In March 2010, his Doctor Who soundtrack entered UK radio station Classic FM's Hall of Fame as that year's second highest new entry. In 2011, it remained in the Hall of Fame, but three places lower at number 228 out of 300.

Gold announced in February 2018 that he would step down as the programme's composer, having served as the musical director since 2005, and that he would not be composing the music for the eleventh series, which would be instead composed by Segun Akinola (under new executive producer Chris Chibnall).

In April 2023, it was announced that Gold would again return to Doctor Who as composer.

Gold composed "The Goblin Song" for the 2023 Doctor Who Christmas special "The Church on Ruby Road", which reached Number 1 on the UK iTunes Top Songs chart upon release on 11 December 2023. The track peaked at 12 in the UK Official Singles Chart on 15 December 2023. Proceeds from the single were donated to the BBC's charity, Children in Need.

In 2024, Gold appeared in a cameo role in Doctor Who episode "The Devil's Chord".

==Film, stage and radio==
Gold has scored a number of British and American films, including the BAFTA-winning Kiss of Life directed by Emily Young, Death at a Funeral directed by Frank Oz and Mischief Night, directed by Penny Woolcock.
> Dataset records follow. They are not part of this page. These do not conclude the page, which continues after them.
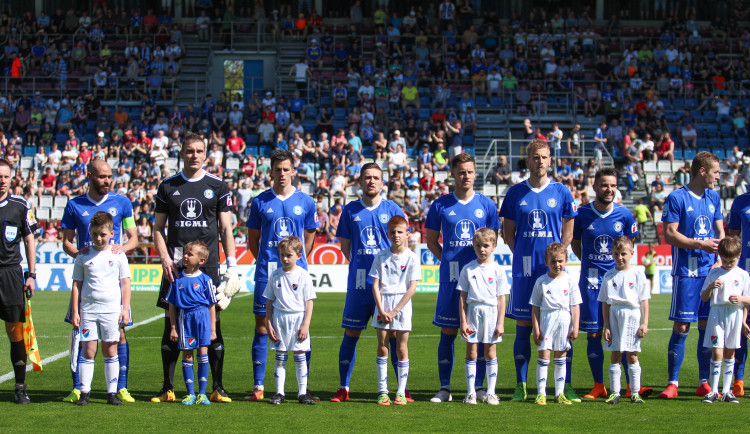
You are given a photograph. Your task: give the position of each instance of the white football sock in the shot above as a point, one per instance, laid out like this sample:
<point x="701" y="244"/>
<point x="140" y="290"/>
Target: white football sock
<point x="300" y="363"/>
<point x="111" y="372"/>
<point x="559" y="375"/>
<point x="728" y="375"/>
<point x="634" y="369"/>
<point x="541" y="376"/>
<point x="470" y="370"/>
<point x="86" y="372"/>
<point x="403" y="376"/>
<point x="491" y="376"/>
<point x="381" y="365"/>
<point x="614" y="378"/>
<point x="280" y="372"/>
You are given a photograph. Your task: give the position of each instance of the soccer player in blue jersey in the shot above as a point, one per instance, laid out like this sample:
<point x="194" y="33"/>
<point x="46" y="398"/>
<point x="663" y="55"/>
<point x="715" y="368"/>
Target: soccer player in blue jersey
<point x="77" y="239"/>
<point x="456" y="216"/>
<point x="596" y="227"/>
<point x="739" y="225"/>
<point x="693" y="225"/>
<point x="275" y="214"/>
<point x="536" y="213"/>
<point x="362" y="230"/>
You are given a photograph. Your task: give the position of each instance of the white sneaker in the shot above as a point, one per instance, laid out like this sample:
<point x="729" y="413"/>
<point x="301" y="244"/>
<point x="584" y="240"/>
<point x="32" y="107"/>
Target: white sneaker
<point x="444" y="395"/>
<point x="481" y="395"/>
<point x="492" y="399"/>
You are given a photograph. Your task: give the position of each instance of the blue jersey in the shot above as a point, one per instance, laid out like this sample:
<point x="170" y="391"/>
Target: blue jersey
<point x="538" y="215"/>
<point x="597" y="232"/>
<point x="695" y="216"/>
<point x="192" y="290"/>
<point x="80" y="210"/>
<point x="458" y="220"/>
<point x="739" y="220"/>
<point x="367" y="229"/>
<point x="276" y="219"/>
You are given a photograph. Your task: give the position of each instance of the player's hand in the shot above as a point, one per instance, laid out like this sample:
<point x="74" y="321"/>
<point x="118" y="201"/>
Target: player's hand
<point x="499" y="330"/>
<point x="710" y="245"/>
<point x="303" y="332"/>
<point x="169" y="268"/>
<point x="642" y="331"/>
<point x="28" y="287"/>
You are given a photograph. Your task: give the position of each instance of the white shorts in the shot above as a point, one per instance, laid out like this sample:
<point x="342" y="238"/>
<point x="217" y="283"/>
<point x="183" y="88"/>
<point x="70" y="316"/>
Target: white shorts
<point x="482" y="319"/>
<point x="555" y="326"/>
<point x="100" y="326"/>
<point x="402" y="321"/>
<point x="287" y="325"/>
<point x="624" y="322"/>
<point x="724" y="327"/>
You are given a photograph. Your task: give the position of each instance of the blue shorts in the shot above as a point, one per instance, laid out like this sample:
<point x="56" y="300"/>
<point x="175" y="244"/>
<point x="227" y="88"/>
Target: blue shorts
<point x="259" y="302"/>
<point x="519" y="306"/>
<point x="358" y="308"/>
<point x="687" y="305"/>
<point x="194" y="328"/>
<point x="591" y="310"/>
<point x="446" y="309"/>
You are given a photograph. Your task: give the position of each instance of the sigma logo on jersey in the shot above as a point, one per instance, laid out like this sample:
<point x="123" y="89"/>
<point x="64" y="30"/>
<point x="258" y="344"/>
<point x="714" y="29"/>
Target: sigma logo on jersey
<point x="191" y="209"/>
<point x="702" y="226"/>
<point x="370" y="237"/>
<point x="538" y="220"/>
<point x="464" y="233"/>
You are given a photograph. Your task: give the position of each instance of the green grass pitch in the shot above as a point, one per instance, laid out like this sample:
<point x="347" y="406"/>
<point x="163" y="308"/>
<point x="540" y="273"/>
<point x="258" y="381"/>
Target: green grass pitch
<point x="47" y="412"/>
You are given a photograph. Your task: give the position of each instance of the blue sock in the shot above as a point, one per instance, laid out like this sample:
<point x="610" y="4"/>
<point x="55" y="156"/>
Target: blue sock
<point x="568" y="363"/>
<point x="625" y="370"/>
<point x="189" y="376"/>
<point x="596" y="357"/>
<point x="481" y="368"/>
<point x="522" y="352"/>
<point x="123" y="354"/>
<point x="202" y="373"/>
<point x="740" y="355"/>
<point x="347" y="357"/>
<point x="675" y="354"/>
<point x="260" y="354"/>
<point x="704" y="357"/>
<point x="445" y="359"/>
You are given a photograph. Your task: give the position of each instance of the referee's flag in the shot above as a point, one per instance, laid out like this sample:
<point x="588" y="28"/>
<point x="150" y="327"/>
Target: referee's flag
<point x="29" y="340"/>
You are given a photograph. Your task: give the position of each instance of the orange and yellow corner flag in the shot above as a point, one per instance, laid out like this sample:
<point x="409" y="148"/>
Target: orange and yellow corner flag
<point x="29" y="340"/>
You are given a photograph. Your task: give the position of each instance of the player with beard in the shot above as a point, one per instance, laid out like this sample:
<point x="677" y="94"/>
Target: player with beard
<point x="77" y="239"/>
<point x="537" y="213"/>
<point x="362" y="230"/>
<point x="275" y="214"/>
<point x="596" y="226"/>
<point x="197" y="206"/>
<point x="456" y="216"/>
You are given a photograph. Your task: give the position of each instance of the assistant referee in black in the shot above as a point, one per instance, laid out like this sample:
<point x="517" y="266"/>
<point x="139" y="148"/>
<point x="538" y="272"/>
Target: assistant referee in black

Other projects include Ant & Dec's 2006 film Alien Autopsy and the 2009 drama film Veronika Decides to Die.

In 2001, his radio play Electricity was given the Imison Award—named after former BBC radio drama script editor Richard Imison—for best new play after its broadcast on Radio 3 in 2000. It subsequently transferred to the West Yorkshire Playhouse in 2004 and was performed with Christopher Eccleston in the lead role. Others of his plays include 50 Revolutions performed by the Oxford Stage Company at the Whitehall Theatre, London in 2000 and Resolution at Battersea Arts Centre in 1994.

Gold also wrote the radio play Kafka the Musical, broadcast on Easter Sunday 2011 on BBC Radio 3, starring David Tennant. It won the 2013 Tinniswood Award for the Best Original Radio Drama.